Ralph058 May 20, 2010 at 4:42 AM

Weeden seems to have missed that this thing is of a size that it could sit on top of a Minuteman in a silo with little mods. (Warheads removed for example) Decomissioned Minuteman bodies have been proposed as a launch vehicle before.

Olaf May 20, 2010 at 6:20 AM

I am curious, do military have to pay for patents when using the Space shutttle technology?

Aodhhan May 20, 2010 at 6:48 AM

Likely, the USAF is testing the capabilities and manuverability. Which could take up to 3 months.
Servicing and refueling intel satellites, which are typically in low Earth orbit would be a very good job for this little guy. It could also be used to increase the orbit of a satellite which has gotten just a bit too low for comort. Something which happens quite a bit when the Sun gets crazy and the atmosphere expands.
I could see future LEO satellites being designed to be serviced by the X-37, or a similar space craft. It would greatly increase the life span; and if it could refuel satellites, we wouldn’t have to have as many in orbit. Which means the X-37 would pay for itself, out of its capabilities alone.
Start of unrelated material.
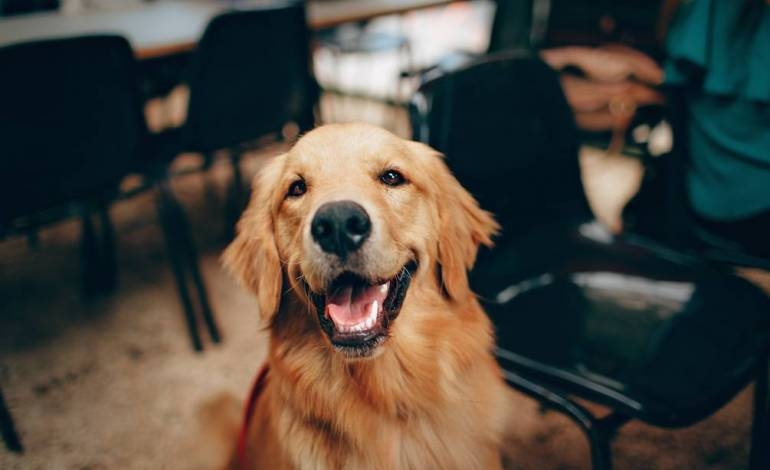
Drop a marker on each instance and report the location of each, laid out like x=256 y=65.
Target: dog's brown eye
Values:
x=297 y=188
x=392 y=178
RUF May 20, 2010 at 3:24 PM

It is to place eavesdropping equipment on satellites. Remember when spooks in subs placed equipment next to undersea communication lines to listen in? They worked by induction, so no lines had to be cut.

Same thing with the X-37b. Maybe sats could be electronically hijacked as well in time of need.

RUF May 20, 2010 at 3:26 PM

PS – Treaties don’t apply to secret stuff.

Paul Eaton-Jones May 21, 2010 at 12:57 AM

It’s International Rescue’s Thunderbird 6!!

Aodhhan May 21, 2010 at 5:39 AM

RUF
The craft would have to be very stealthy in order to move in on another satellite (may be a capability, I don’t know), since Russia and China both have RADAR capability to watch satellites. If they have the capability to use IR to zoom in on satellites (likely they do), then stealth avoidance material wouldn’t matter.
As far as listening in, we can already do that, since the satellite would have to send radio transmissions back to Earth. However, any important transmissions will be encrypted.

Olaf…
This item is contracted to be built by Boeing. Any patent they use, they would have to pay for. Knowing this, they would have added these costs into the contract with the government.